The amount of money required to play a single game or round in relation to the house edge is called Expected Value or EV. EV is the average outcome which is determined by taking the average amount bet and multiplying it against the number of Hands Per Hour or HPH and multiplied by the House Edge. Based on this formula, players can compute the actual EV of every hour regardless of any game played. The amount then shown is what it would cost a player to play games with a negative expectation or games with house edges.
Taking a $5 bet, the computation would be as follows:
Roulette: $5 x 50 HPH x 5.26 = $13.15 Craps: $5 x 30 HPH x 1.4 = $ 2.10 Caribbean Stud : $5 x 40 HPH x 5.3 = $10.60 BlackJack: $5 x 60 HPH x 0.5 = $ 1.50
With the figures above, in the case of blackjack, it shows a $1.50 loss. Players would sweat that they had lost more than that amount on the game tables so how is this possible?
Mathematicians point to the law of Standard Deviation. Taking the example of a coin that is flipped 100 times. The chances of the coin turning up heads or tails are 50/50. However it doesn't mean that the first flips is always tails or always heads. Perhaps most of the time, tails would get more flips that the heads. The amount of times that the coin does not confirm to the allowed number of flips per side is called the standard deviation.

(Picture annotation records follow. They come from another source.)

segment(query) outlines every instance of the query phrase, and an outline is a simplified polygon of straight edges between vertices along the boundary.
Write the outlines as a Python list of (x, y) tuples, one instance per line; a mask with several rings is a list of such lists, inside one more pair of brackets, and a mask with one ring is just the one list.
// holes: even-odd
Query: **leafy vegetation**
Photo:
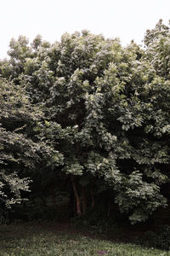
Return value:
[(132, 243), (90, 238), (86, 235), (42, 226), (1, 226), (0, 255), (170, 255)]
[(31, 179), (30, 202), (57, 211), (66, 192), (71, 217), (116, 205), (135, 224), (167, 207), (169, 40), (162, 20), (144, 49), (88, 31), (12, 39), (0, 63), (3, 200), (20, 202)]

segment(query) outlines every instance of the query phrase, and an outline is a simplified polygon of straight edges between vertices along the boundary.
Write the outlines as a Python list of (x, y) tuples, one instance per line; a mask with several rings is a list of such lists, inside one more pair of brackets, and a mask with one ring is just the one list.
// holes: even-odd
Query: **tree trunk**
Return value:
[(91, 185), (90, 194), (91, 194), (91, 199), (92, 199), (92, 207), (94, 207), (94, 199), (93, 184)]
[(87, 211), (85, 188), (82, 186), (82, 213), (85, 214)]
[(77, 189), (76, 189), (76, 183), (75, 183), (74, 176), (71, 175), (71, 183), (72, 183), (74, 195), (75, 195), (75, 197), (76, 197), (76, 212), (80, 216), (80, 215), (82, 215), (81, 201), (80, 201), (80, 197), (78, 195), (78, 192), (77, 192)]

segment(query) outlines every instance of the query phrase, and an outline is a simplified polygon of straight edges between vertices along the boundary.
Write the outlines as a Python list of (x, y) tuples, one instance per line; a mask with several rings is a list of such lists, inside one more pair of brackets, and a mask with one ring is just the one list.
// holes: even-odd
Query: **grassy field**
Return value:
[(62, 225), (1, 225), (2, 256), (170, 255), (154, 248), (91, 237)]

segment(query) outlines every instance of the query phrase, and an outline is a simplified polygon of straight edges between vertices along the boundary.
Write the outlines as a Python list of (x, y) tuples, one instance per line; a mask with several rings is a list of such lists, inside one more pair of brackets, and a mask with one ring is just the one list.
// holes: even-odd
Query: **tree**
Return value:
[(24, 88), (0, 80), (0, 195), (8, 207), (20, 203), (21, 192), (30, 191), (31, 179), (25, 177), (29, 170), (62, 164), (62, 155), (32, 132), (41, 118)]
[(168, 33), (162, 22), (148, 31), (146, 49), (134, 42), (122, 48), (117, 39), (87, 31), (65, 33), (52, 45), (39, 36), (31, 46), (19, 38), (10, 52), (16, 46), (26, 51), (16, 51), (15, 64), (12, 55), (1, 65), (2, 76), (10, 73), (41, 106), (45, 120), (37, 125), (36, 137), (62, 152), (63, 166), (54, 173), (71, 183), (79, 215), (102, 190), (132, 223), (167, 206)]

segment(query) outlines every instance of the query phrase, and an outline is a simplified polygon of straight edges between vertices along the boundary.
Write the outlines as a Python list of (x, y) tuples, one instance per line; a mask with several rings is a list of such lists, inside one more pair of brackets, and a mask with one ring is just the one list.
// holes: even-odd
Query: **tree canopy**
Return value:
[(0, 65), (2, 188), (17, 178), (18, 195), (28, 188), (25, 175), (43, 169), (51, 183), (69, 180), (77, 214), (102, 190), (132, 223), (166, 207), (169, 40), (162, 20), (146, 32), (144, 49), (88, 31), (54, 44), (12, 39)]

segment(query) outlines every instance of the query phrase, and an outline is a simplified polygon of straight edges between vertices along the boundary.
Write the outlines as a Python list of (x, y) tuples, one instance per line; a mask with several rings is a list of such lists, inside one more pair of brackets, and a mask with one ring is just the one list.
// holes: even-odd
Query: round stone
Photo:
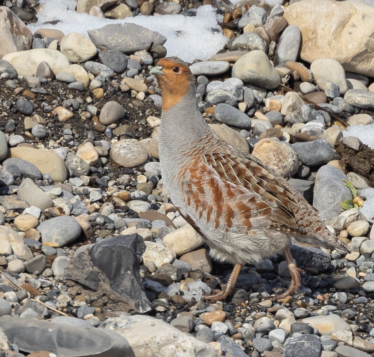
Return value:
[(339, 86), (340, 94), (348, 90), (345, 73), (341, 65), (337, 61), (329, 58), (319, 58), (310, 65), (310, 70), (317, 84), (323, 90), (327, 82)]
[(291, 147), (282, 142), (262, 139), (255, 145), (252, 155), (283, 177), (291, 177), (297, 172), (297, 155)]
[(157, 267), (164, 264), (169, 264), (173, 260), (173, 253), (166, 247), (154, 242), (144, 242), (147, 247), (143, 254), (144, 264), (146, 265), (149, 261), (153, 261)]
[(244, 83), (272, 89), (280, 83), (280, 77), (266, 54), (259, 50), (251, 51), (241, 57), (234, 64), (232, 76)]
[(40, 232), (42, 241), (64, 246), (80, 235), (81, 228), (76, 220), (69, 216), (55, 217), (42, 222), (37, 228)]
[(61, 40), (60, 51), (73, 63), (85, 62), (97, 53), (89, 39), (76, 32), (70, 33)]
[(33, 105), (27, 99), (20, 98), (16, 102), (16, 106), (18, 111), (27, 115), (30, 115), (34, 111)]
[(120, 104), (110, 100), (102, 108), (99, 120), (104, 125), (110, 125), (123, 118), (126, 114), (126, 110)]
[(148, 158), (144, 146), (135, 139), (123, 139), (112, 144), (110, 156), (115, 164), (125, 167), (141, 165)]

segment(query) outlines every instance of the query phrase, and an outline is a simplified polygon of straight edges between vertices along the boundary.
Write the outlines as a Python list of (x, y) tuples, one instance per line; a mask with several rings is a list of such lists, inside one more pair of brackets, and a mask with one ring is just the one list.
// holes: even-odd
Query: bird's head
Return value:
[(195, 77), (187, 64), (177, 57), (162, 58), (149, 72), (155, 75), (162, 91), (164, 112), (178, 103), (193, 88), (194, 100)]

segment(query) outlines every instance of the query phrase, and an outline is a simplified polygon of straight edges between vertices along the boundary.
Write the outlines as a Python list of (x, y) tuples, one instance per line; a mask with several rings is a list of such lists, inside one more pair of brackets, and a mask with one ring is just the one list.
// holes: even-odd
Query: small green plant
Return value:
[(364, 200), (360, 196), (357, 196), (357, 190), (349, 181), (343, 179), (341, 181), (344, 182), (344, 185), (346, 186), (350, 190), (352, 193), (352, 198), (347, 199), (344, 202), (341, 202), (340, 206), (345, 211), (350, 209), (351, 208), (359, 209), (360, 207), (362, 207), (364, 205)]

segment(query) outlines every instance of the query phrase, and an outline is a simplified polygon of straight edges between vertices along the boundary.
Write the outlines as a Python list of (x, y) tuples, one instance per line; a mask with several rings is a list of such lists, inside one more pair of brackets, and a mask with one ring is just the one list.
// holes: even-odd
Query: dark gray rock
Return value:
[(370, 357), (371, 356), (349, 346), (338, 346), (334, 351), (338, 354), (338, 357)]
[(222, 352), (226, 357), (248, 357), (232, 339), (224, 335), (218, 340), (221, 342)]
[(291, 25), (285, 29), (275, 51), (276, 58), (280, 65), (284, 65), (288, 61), (296, 60), (301, 39), (301, 33), (296, 25)]
[(330, 165), (322, 166), (317, 172), (313, 206), (323, 220), (338, 215), (343, 209), (340, 202), (352, 198), (350, 190), (341, 181), (348, 179), (341, 171)]
[(266, 10), (262, 7), (252, 5), (242, 16), (238, 23), (238, 27), (244, 28), (248, 24), (253, 24), (255, 27), (262, 26), (266, 20)]
[(291, 325), (289, 335), (291, 337), (295, 333), (298, 332), (303, 335), (309, 333), (313, 335), (314, 329), (310, 325), (303, 322), (295, 322)]
[(10, 186), (14, 184), (14, 179), (12, 174), (4, 170), (0, 170), (0, 187)]
[(64, 246), (76, 239), (81, 229), (76, 220), (69, 216), (60, 216), (42, 222), (37, 228), (42, 242), (57, 243)]
[(209, 327), (201, 329), (196, 334), (196, 339), (206, 344), (214, 342), (215, 341), (215, 336), (214, 332), (212, 331)]
[(81, 320), (72, 316), (57, 316), (52, 320), (54, 324), (59, 324), (66, 326), (74, 326), (77, 327), (93, 327), (94, 326), (88, 321)]
[(308, 166), (325, 164), (335, 156), (331, 146), (325, 139), (295, 143), (291, 145), (301, 163)]
[(19, 112), (27, 115), (30, 115), (34, 111), (33, 105), (24, 98), (20, 98), (17, 100), (16, 106)]
[(304, 335), (297, 337), (289, 342), (285, 347), (285, 352), (293, 357), (319, 357), (322, 348), (319, 338), (313, 335)]
[(135, 356), (127, 341), (110, 330), (10, 316), (0, 318), (0, 328), (11, 343), (26, 352), (43, 350), (65, 357)]
[(307, 123), (312, 120), (316, 120), (322, 115), (318, 111), (313, 109), (314, 107), (314, 106), (310, 104), (302, 106), (287, 114), (284, 118), (284, 121), (290, 124), (295, 124), (296, 123)]
[(118, 49), (108, 49), (99, 53), (99, 58), (111, 69), (122, 73), (127, 66), (127, 57)]
[(33, 273), (36, 271), (41, 273), (46, 266), (47, 258), (45, 255), (41, 254), (24, 262), (24, 264), (26, 270), (29, 273)]
[(83, 305), (77, 310), (77, 317), (78, 318), (83, 318), (86, 315), (95, 314), (95, 308)]
[(39, 169), (31, 163), (17, 157), (10, 157), (7, 159), (3, 163), (5, 169), (7, 166), (15, 165), (21, 171), (24, 177), (28, 177), (32, 180), (40, 180), (42, 178), (42, 173)]
[(291, 250), (298, 267), (314, 268), (320, 273), (327, 270), (330, 265), (330, 257), (317, 248), (292, 245)]
[(248, 115), (228, 104), (217, 104), (214, 111), (214, 116), (221, 122), (231, 126), (240, 129), (251, 127), (251, 119)]
[(314, 182), (309, 180), (290, 178), (288, 183), (310, 203), (313, 202), (313, 188)]
[(231, 45), (232, 51), (249, 49), (260, 49), (267, 52), (268, 46), (266, 43), (257, 33), (246, 32), (236, 37)]
[(154, 47), (163, 45), (166, 38), (135, 24), (122, 23), (106, 25), (88, 31), (91, 40), (100, 49), (118, 49), (124, 53), (133, 53), (147, 49), (153, 42)]
[(65, 269), (64, 278), (68, 285), (80, 286), (87, 296), (105, 295), (110, 308), (147, 312), (152, 305), (143, 290), (139, 272), (145, 249), (137, 234), (107, 238), (76, 254)]
[(266, 351), (271, 351), (273, 345), (267, 338), (262, 337), (253, 339), (252, 341), (254, 347), (259, 353), (263, 353)]

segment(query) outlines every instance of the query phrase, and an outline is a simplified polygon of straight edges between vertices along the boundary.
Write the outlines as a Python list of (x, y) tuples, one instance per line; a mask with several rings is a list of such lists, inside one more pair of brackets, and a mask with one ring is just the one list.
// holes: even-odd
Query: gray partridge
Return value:
[(295, 294), (301, 270), (289, 248), (294, 240), (349, 251), (284, 179), (212, 131), (198, 108), (195, 78), (186, 63), (170, 57), (157, 64), (150, 73), (162, 90), (159, 149), (164, 185), (210, 254), (235, 264), (224, 290), (214, 290), (206, 300), (231, 294), (243, 264), (282, 251), (291, 281), (272, 299)]

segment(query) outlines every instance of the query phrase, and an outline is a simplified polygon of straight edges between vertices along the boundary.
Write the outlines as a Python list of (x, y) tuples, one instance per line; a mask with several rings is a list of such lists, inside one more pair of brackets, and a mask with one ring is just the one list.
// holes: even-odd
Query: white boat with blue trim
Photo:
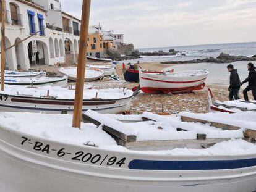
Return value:
[[(166, 123), (179, 123), (181, 128), (189, 128), (178, 118), (169, 117), (167, 120), (156, 116), (155, 120), (158, 120), (155, 122), (135, 123), (142, 116), (98, 116), (90, 111), (86, 115), (92, 118), (96, 115), (97, 120), (108, 122), (106, 124), (109, 126), (117, 120), (125, 120), (126, 125), (119, 122), (124, 127), (114, 126), (117, 130), (128, 128), (127, 133), (137, 134), (140, 140), (137, 143), (143, 142), (145, 133), (140, 131), (146, 125), (153, 131), (151, 136), (160, 138), (167, 136), (168, 131), (169, 136), (174, 135), (171, 130), (173, 125), (168, 128)], [(71, 128), (71, 119), (70, 115), (0, 113), (2, 191), (80, 192), (86, 189), (92, 192), (252, 192), (256, 190), (256, 146), (242, 139), (223, 141), (207, 149), (175, 146), (161, 151), (127, 149), (117, 146), (116, 140), (105, 132), (104, 126), (97, 128), (82, 123), (79, 130)], [(160, 125), (162, 129), (157, 128)], [(179, 136), (187, 133), (195, 136), (200, 131), (200, 127), (206, 129), (210, 136), (216, 133), (226, 137), (240, 135), (239, 130), (190, 125), (190, 131), (184, 131)], [(196, 127), (197, 130), (193, 128)], [(137, 133), (133, 132), (136, 129)], [(211, 135), (213, 131), (215, 133)], [(178, 132), (175, 132), (177, 136)]]

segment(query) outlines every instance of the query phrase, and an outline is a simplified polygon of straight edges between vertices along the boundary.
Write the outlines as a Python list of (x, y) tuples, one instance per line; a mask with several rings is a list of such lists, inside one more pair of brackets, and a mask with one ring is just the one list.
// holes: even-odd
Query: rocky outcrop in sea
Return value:
[(163, 64), (194, 64), (194, 63), (231, 63), (236, 61), (256, 61), (256, 55), (250, 57), (242, 56), (231, 56), (224, 53), (221, 53), (216, 58), (207, 57), (205, 59), (197, 59), (187, 61), (174, 61), (161, 62)]

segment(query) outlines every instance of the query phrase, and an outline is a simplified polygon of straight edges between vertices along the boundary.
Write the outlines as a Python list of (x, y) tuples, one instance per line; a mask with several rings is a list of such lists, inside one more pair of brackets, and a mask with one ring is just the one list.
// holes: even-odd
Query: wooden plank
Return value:
[(203, 124), (210, 124), (211, 126), (215, 127), (216, 128), (221, 128), (223, 130), (237, 130), (241, 128), (239, 127), (226, 125), (218, 122), (210, 122), (200, 119), (191, 118), (185, 116), (181, 116), (181, 120), (184, 122), (188, 123), (202, 123)]
[[(96, 126), (99, 126), (102, 125), (102, 123), (96, 120), (91, 118), (90, 117), (82, 114), (82, 120), (83, 123), (93, 123)], [(102, 129), (108, 134), (111, 135), (116, 137), (116, 138), (122, 140), (126, 142), (135, 142), (136, 141), (137, 136), (135, 135), (126, 135), (126, 134), (121, 133), (114, 128), (113, 128), (110, 127), (108, 127), (105, 125), (103, 125)]]
[(256, 130), (247, 130), (244, 131), (244, 136), (245, 137), (256, 139)]
[(187, 144), (214, 144), (217, 143), (227, 141), (229, 139), (206, 139), (206, 140), (180, 140), (145, 141), (137, 142), (125, 142), (122, 143), (128, 149), (135, 148), (164, 147), (171, 146), (184, 146)]

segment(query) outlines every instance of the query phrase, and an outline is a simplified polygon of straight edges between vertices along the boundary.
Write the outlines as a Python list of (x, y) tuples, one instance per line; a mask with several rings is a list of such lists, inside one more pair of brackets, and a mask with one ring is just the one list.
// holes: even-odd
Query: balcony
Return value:
[[(6, 10), (6, 23), (11, 23), (10, 14), (8, 10)], [(0, 14), (0, 22), (2, 22), (2, 15)]]
[(74, 35), (79, 36), (80, 35), (80, 31), (79, 30), (74, 30), (73, 33)]
[(17, 12), (10, 12), (11, 23), (13, 25), (22, 25), (22, 15)]
[(36, 25), (35, 23), (29, 22), (29, 30), (31, 35), (36, 34)]
[(72, 27), (68, 25), (63, 25), (63, 32), (67, 33), (72, 33)]

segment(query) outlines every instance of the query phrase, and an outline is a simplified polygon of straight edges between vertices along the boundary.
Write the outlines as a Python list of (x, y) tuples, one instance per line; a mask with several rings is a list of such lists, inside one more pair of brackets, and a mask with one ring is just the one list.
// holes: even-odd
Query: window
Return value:
[(92, 50), (95, 50), (96, 49), (96, 44), (91, 44), (91, 49)]
[(29, 28), (30, 30), (30, 34), (35, 34), (36, 33), (35, 25), (35, 12), (33, 11), (28, 10), (28, 23)]
[(37, 18), (38, 19), (39, 25), (39, 35), (45, 36), (45, 27), (43, 26), (43, 15), (40, 14), (37, 14)]
[(50, 9), (51, 10), (54, 10), (54, 7), (53, 6), (53, 4), (50, 4)]

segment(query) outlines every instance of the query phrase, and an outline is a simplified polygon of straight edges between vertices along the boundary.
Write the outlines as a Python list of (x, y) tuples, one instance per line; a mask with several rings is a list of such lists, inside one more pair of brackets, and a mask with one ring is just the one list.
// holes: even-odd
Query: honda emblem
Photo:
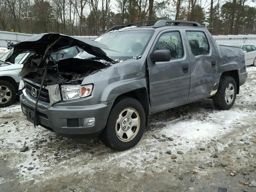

A player can be one deviation away for the EV by an estimated 65% and within two different deviations 94% of the time.
Standard Deviation is measured in this manner. SD = 1.1 divided by the square root of the number of hands played.
In a play of 100 hands taking the square root of 100 is 10. It is then divided by 1.1 and then by 10 and it would total up with 11% or 11 units (11% of 100 hands). If a player plays with $5 per hand, one unit would equal also $5. The standard deviation would then be $55.
In the house edge, players would always lose more than winning. The best bet for any person who has a hard time understanding the mathematical computations of the SD and EV would be to watch ones bankroll.